Côte d'Ivoire : Baie de Cocody, quand la vitrine d'Abidjan devient le symbole d'un État qui promet, mais n'achève jamais
Il suffit de traverser le pont Alassane Ouattara pour mesurer l’écart vertigineux entre les promesses officielles et la réalité vécue par les Abidjanais. Là où devait s’imposer une vitrine touristique et environnementale moderne, la baie de Cocody offre aujourd’hui un spectacle inquiétant : eaux stagnantes, pollution visible et odeurs nauséabondes qui agressent quotidiennement les usagers de cet axe stratégique de la capitale économique.
Présenté dès 2016 comme un projet structurant capable de transformer durablement le paysage urbain d’Abidjan, l’aménagement de la baie de Cocody devait symboliser l’entrée de la Côte d’Ivoire dans une nouvelle ère de modernité. Près d’une décennie plus tard, le constat est amer. Le « joyau » annoncé ressemble davantage à un chantier enlisé, voire à une plaie ouverte au cœur de la ville.
Le plus préoccupant n’est pas seulement l’état de dégradation avancée du site, mais l’indifférence apparente qui l’entoure. Chaque jour, des milliers de citoyens empruntent ce corridor majeur. Chaque jour, des responsables politiques et administratifs de premier plan y circulent également. Pourtant, la situation semble figée, comme si la répétition du dysfonctionnement avait fini par anesthésier toute capacité d’indignation et d’action.
Cette banalisation de l’échec interroge. Comment un projet aussi visible, aussi stratégique, peut-il rester dans un tel état sans provoquer de réaction forte des autorités compétentes ?
Des milliards engagés, des résultats absents
Des montants considérables, chiffrés en milliards de francs CFA, ont été annoncés, mobilisés et dépensés pour la réhabilitation de la baie. Mais sur le terrain, les résultats se font attendre. Où sont passés les investissements promis ? Quels travaux ont réellement été réalisés ? Et surtout, pourquoi aucune communication claire et détaillée n’est faite sur l’état d’avancement du projet ?
Dans des États où la culture de la reddition des comptes est une exigence démocratique, un tel enlisement aurait conduit à des audits indépendants, à des sanctions administratives, voire à des démissions. En Côte d’Ivoire, le silence semble avoir remplacé l’explication, tandis que l’échec se dissout parfois dans une communication institutionnelle soigneusement mise en scène.
Au-delà de la baie elle-même, ce chantier inachevé est devenu le reflet d’un mode de gouvernance préoccupant. Un système où l’annonce publique prime sur l’exécution, où la communication supplante l’évaluation, et où l’argent public semble trop souvent disparaître sans justification convaincante.

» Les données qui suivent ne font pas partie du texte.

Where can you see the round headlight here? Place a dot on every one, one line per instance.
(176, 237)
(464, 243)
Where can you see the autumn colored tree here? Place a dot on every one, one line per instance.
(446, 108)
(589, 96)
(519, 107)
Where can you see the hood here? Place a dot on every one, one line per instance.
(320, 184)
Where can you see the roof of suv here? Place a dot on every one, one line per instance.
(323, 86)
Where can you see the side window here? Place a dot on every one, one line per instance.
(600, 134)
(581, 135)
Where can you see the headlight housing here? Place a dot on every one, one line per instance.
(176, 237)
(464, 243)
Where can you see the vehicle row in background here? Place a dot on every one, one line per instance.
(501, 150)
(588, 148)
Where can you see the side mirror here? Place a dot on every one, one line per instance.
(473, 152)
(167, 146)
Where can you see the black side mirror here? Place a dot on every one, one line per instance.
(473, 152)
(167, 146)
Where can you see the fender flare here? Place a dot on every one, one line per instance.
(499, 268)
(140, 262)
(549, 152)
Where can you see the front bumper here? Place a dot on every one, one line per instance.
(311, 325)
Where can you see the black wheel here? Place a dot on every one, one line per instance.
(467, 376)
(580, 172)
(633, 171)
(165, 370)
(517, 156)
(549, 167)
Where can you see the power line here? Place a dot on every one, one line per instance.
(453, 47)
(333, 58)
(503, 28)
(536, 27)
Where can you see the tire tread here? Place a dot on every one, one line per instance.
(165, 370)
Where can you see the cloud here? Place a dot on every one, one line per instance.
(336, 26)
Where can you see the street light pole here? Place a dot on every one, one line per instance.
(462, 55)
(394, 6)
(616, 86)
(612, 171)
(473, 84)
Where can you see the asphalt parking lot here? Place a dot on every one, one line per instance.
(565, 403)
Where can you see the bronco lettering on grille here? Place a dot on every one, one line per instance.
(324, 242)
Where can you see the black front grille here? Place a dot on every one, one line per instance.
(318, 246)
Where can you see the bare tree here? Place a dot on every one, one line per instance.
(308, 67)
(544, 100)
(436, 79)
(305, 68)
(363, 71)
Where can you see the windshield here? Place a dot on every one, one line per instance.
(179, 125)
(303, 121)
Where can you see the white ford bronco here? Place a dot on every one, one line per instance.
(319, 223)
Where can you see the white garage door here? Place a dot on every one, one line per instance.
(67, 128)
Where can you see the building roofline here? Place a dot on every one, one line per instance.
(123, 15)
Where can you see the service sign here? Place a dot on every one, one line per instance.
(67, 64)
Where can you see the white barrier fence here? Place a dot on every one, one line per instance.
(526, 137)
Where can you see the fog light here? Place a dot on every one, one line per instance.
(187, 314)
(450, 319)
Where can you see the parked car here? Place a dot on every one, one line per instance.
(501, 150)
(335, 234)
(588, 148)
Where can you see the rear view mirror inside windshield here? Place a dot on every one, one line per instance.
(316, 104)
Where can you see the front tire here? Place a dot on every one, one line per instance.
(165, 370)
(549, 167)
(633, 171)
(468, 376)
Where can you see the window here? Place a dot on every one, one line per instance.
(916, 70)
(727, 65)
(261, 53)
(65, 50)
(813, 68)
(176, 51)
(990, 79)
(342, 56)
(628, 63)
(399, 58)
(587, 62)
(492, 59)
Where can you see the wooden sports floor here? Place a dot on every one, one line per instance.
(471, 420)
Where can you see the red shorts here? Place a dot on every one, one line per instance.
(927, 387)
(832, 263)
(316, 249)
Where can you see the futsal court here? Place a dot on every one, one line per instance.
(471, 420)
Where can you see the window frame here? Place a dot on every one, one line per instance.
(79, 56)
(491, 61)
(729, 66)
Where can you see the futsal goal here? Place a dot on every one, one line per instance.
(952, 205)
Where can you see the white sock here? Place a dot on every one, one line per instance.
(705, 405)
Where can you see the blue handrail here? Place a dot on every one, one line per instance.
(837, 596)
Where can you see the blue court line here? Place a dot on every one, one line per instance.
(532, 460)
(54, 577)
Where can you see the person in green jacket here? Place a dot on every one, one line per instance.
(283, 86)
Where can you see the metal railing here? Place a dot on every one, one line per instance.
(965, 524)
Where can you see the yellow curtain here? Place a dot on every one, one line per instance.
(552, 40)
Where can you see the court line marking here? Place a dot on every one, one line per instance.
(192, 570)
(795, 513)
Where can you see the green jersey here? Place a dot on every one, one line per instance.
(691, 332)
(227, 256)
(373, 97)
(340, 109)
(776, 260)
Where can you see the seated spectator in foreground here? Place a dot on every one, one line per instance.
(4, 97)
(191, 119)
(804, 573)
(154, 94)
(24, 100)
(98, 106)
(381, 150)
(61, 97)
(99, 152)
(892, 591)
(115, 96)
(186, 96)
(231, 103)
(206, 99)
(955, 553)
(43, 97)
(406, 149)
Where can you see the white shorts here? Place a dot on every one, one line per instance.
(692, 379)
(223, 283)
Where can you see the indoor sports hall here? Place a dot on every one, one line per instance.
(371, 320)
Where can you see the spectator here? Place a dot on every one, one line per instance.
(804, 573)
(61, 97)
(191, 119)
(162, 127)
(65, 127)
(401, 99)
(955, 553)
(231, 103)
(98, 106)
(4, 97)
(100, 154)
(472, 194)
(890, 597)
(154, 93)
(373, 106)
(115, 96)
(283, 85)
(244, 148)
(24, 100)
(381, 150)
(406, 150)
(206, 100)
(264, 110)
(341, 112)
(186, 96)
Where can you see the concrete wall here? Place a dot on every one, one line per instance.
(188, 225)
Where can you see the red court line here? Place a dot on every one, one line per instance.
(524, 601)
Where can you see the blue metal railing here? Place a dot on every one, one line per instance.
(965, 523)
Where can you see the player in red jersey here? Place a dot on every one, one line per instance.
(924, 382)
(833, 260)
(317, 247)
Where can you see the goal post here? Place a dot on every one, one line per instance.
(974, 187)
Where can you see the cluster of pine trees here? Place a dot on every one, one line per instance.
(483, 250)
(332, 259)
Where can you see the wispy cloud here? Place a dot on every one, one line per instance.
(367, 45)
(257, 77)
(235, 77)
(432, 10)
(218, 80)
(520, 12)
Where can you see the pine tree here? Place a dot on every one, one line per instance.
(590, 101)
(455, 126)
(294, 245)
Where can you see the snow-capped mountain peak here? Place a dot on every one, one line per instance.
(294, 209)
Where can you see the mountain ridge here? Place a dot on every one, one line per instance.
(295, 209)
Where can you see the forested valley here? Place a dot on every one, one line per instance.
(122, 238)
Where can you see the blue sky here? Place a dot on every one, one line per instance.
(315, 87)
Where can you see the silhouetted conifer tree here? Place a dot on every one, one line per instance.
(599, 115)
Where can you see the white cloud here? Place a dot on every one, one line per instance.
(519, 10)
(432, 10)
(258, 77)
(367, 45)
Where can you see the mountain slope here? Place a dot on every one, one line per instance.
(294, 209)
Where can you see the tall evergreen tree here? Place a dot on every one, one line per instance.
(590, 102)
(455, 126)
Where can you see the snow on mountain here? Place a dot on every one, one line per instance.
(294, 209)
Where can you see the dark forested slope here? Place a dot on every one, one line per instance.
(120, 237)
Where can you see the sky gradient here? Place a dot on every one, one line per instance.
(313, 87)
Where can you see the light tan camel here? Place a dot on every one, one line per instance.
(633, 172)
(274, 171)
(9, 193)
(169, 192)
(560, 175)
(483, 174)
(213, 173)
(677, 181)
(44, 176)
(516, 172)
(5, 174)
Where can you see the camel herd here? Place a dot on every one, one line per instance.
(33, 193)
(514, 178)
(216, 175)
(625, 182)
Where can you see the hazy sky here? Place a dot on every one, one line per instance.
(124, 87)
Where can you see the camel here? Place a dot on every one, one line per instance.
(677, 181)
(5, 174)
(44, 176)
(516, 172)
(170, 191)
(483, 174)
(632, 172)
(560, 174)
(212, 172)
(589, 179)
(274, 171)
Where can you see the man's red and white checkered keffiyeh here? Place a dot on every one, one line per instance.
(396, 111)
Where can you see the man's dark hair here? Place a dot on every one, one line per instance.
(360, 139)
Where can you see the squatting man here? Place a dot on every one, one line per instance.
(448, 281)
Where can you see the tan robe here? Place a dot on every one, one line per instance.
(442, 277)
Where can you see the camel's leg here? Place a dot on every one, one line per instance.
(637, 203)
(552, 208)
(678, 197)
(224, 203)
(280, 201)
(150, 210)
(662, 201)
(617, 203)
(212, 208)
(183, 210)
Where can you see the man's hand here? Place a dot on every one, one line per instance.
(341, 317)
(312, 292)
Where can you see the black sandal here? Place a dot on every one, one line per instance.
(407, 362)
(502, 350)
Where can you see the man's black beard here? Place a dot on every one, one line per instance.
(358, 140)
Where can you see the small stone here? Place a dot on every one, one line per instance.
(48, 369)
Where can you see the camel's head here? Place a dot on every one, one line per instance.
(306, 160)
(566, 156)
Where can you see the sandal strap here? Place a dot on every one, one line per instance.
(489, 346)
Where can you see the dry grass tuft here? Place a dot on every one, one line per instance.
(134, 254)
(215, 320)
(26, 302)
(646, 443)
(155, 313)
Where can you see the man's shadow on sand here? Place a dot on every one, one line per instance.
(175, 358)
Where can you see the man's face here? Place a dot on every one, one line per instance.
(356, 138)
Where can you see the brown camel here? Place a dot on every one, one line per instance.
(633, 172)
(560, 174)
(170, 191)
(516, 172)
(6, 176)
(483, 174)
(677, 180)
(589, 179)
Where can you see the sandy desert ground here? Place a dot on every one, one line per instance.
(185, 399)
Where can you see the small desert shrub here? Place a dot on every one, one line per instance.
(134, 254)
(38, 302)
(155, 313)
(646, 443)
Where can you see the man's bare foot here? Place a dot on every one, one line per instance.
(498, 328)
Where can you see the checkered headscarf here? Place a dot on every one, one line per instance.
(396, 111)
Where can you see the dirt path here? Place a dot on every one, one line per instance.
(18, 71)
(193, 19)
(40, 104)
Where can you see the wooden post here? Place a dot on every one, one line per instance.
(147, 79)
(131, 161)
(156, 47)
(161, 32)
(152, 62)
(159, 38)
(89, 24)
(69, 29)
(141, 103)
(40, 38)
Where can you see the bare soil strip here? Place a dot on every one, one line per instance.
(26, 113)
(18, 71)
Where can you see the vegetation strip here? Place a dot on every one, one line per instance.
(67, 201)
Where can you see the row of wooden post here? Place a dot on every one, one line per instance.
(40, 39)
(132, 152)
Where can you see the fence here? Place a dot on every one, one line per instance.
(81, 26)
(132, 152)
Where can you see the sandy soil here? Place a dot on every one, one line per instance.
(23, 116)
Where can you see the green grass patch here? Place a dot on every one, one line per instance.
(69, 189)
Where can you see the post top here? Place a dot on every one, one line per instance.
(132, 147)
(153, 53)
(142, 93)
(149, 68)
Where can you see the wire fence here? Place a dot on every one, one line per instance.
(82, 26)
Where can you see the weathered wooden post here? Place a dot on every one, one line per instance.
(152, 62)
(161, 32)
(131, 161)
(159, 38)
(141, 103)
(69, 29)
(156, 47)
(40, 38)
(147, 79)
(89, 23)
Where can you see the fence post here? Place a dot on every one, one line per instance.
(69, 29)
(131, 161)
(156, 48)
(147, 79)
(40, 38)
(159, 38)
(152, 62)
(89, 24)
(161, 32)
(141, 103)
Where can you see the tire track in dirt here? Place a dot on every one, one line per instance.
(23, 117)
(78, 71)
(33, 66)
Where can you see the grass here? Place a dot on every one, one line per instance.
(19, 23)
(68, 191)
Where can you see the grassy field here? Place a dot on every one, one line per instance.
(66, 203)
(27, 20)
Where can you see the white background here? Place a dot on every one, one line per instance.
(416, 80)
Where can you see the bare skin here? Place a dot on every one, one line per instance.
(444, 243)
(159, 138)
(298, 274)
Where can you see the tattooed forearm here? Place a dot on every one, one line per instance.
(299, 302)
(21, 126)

Le développement d’un pays ne se mesure pas uniquement à la multiplication de projets ambitieux sur le papier. Il repose sur la capacité à honorer les engagements pris, à protéger l’environnement, et à rendre des comptes aux citoyens. Tant que ces principes resteront secondaires, les discours sur l’émergence risquent de demeurer de simples slogans.
Aujourd’hui, la baie de Cocody ne dégage pas seulement des effluves pestilentielles. Elle exhale un parfum bien plus inquiétant : celui d’un État qui s’habitue à l’inachevé et à l’impunité administrative. Si rien n’est fait, ce ne sera pas seulement la lagune qui continuera de se dégrader, mais aussi la confiance des citoyens dans la gestion des affaires publiques.
Et sans cette confiance, aucun projet, aussi grandiose soit-il, ne pourra réellement tenir ses promesses.